Keinen Link in der Email anklicken, stattdessen einfach auf https://beta.wow-europe.com/expansion/ gehen und dort mit dem Beta Key in der Email versuchen den Account zu erweitern. Abgesehen davon sollte die Email in 5 Sprachen seien etc.


----------



## Syrics (11. September 2008)

will mal anmerken dass ein neuer launcher runtergeladen wird der (wenn man am anfang hinguckt) das wotlk zeichen anzeigt^^

(ka was das zu bedeuten hat aber ich finds lustig^^)


----------



## Versace83 (11. September 2008)

ja... wurde aber auch angekündigt.

http://forums.wow-europe.com/thread.html?t...01515&sid=3


----------



## Stüssy (11. September 2008)

Der Launcher: update ist jetz auf Wrath of the lichking vorbereitet,wenn man den Launcher startet steht da kurz wotlk und nich bc 


			Dieser Inhalt steht nur eingeloggten Mitgliedern zur Verfügung.
        


80 is coming^^!


----------



## MCLevi (11. September 2008)

Stüssy schrieb:


> Der Launcher: update ist jetz auf Wrath of the lichking vorbereitet,wenn man den Launcher startet steht da kurz wotlk und nich bc
> 
> 
> Dieser Inhalt steht nur eingeloggten Mitgliedern zur Verfügung.
> ...




Jup da ist das gute Stück^^

 


			Dieser Inhalt steht nur eingeloggten Mitgliedern zur Verfügung.
        




MFG

Levi


----------



## Rodaan (11. September 2008)

Grüsslichkeiten.

Ich will dafür nicht extra einen neuen Thread aufmachen, hab aber mal eben eine kurze Frage:

Mir gegenüber wurde behauptet, dass es hier auf buffed.de ein Interview geben soll, in dem ein Entwickler meinte, dass WotLk das letzte WoW-Addon wird, da die Spielerzahlen rückläufig seien und man alle Themen ausgereizt habe.
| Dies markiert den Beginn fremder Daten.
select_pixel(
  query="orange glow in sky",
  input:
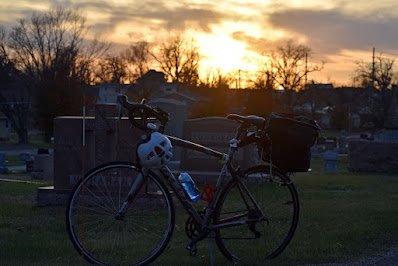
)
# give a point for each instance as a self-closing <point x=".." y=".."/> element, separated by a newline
<point x="234" y="34"/>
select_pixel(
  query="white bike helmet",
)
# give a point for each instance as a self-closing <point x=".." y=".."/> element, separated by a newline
<point x="155" y="153"/>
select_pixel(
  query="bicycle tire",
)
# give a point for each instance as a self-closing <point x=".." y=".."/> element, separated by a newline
<point x="278" y="199"/>
<point x="140" y="237"/>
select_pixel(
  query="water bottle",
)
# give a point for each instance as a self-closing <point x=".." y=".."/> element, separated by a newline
<point x="189" y="186"/>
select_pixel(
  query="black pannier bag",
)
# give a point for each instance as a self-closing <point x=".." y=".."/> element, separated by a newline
<point x="286" y="141"/>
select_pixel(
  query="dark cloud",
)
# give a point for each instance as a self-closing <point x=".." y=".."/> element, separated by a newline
<point x="259" y="45"/>
<point x="199" y="17"/>
<point x="331" y="31"/>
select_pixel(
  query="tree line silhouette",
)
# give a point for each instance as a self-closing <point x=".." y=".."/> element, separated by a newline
<point x="46" y="63"/>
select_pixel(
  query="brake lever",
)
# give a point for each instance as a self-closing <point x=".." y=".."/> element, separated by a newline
<point x="119" y="116"/>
Wo bitte steht dieses Interview, dass möchte ich gerne mal lesen, oder muss ich morgen meinem dummschwäzenden Kollegen eine reinhauen, weil er mal wieder Kododreck gelabert hat?


----------



## Qonix (12. September 2008)

Rodaan schrieb:


> Grüsslichkeiten.
> 
> Ich will dafür nicht extra einen neuen Thread aufmachen, hab aber mal eben eine kurze Frage:
> 
> Mir gegenüber wurde behauptet, dass es hier auf buffed.de ein Interview geben soll, in dem ein Entwickler meinte, dass WotLk das letzte WoW-Addon wird, da die Spielerzahlen rückläufig seien und man alle Themen ausgereizt habe. Wo bitte steht dieses Interview, dass möchte ich gerne mal lesen, oder muss ich morgen meinem dummschwäzenden Kollegen eine reinhauen, weil er mal wieder Kododreck gelabert hat?
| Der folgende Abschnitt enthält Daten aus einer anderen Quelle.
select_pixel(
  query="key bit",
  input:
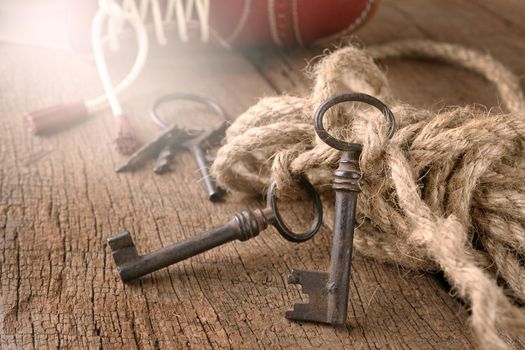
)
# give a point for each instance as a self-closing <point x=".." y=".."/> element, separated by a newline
<point x="328" y="292"/>
<point x="165" y="157"/>
<point x="243" y="226"/>
<point x="197" y="144"/>
<point x="173" y="133"/>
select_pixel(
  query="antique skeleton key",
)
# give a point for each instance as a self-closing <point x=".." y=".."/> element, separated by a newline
<point x="204" y="136"/>
<point x="328" y="292"/>
<point x="165" y="157"/>
<point x="242" y="226"/>
<point x="171" y="135"/>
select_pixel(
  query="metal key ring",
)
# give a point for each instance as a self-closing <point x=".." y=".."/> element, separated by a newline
<point x="184" y="96"/>
<point x="353" y="97"/>
<point x="278" y="221"/>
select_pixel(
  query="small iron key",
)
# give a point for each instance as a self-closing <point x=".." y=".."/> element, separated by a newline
<point x="244" y="225"/>
<point x="196" y="145"/>
<point x="328" y="292"/>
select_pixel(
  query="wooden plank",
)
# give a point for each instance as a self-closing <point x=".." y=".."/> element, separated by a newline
<point x="60" y="200"/>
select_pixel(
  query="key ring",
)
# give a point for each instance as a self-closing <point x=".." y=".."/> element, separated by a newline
<point x="352" y="97"/>
<point x="279" y="222"/>
<point x="184" y="96"/>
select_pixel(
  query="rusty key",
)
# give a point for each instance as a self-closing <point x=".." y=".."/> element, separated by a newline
<point x="328" y="292"/>
<point x="165" y="157"/>
<point x="204" y="136"/>
<point x="171" y="134"/>
<point x="243" y="226"/>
Jo, du darfst ihm eine rein hauen.


----------



## Gimlimeister (12. September 2008)

huhu hab ne wichtige frage, hab heut nen beta key bekommen und möchte wissen wie das genau funktioniert  


			Dieser Inhalt steht nur eingeloggten Mitgliedern zur Verfügung.
        

 

also ich installiere den clienten, hat dieser was mit orginal wow oder dem ordner zu tun oder ist das nen selbsttätiges neues "teil" und muß dann getrennt gestartet werden? will nämlich kein risiko eingehen das später irgendwas mit meinem orginal wow passiert. 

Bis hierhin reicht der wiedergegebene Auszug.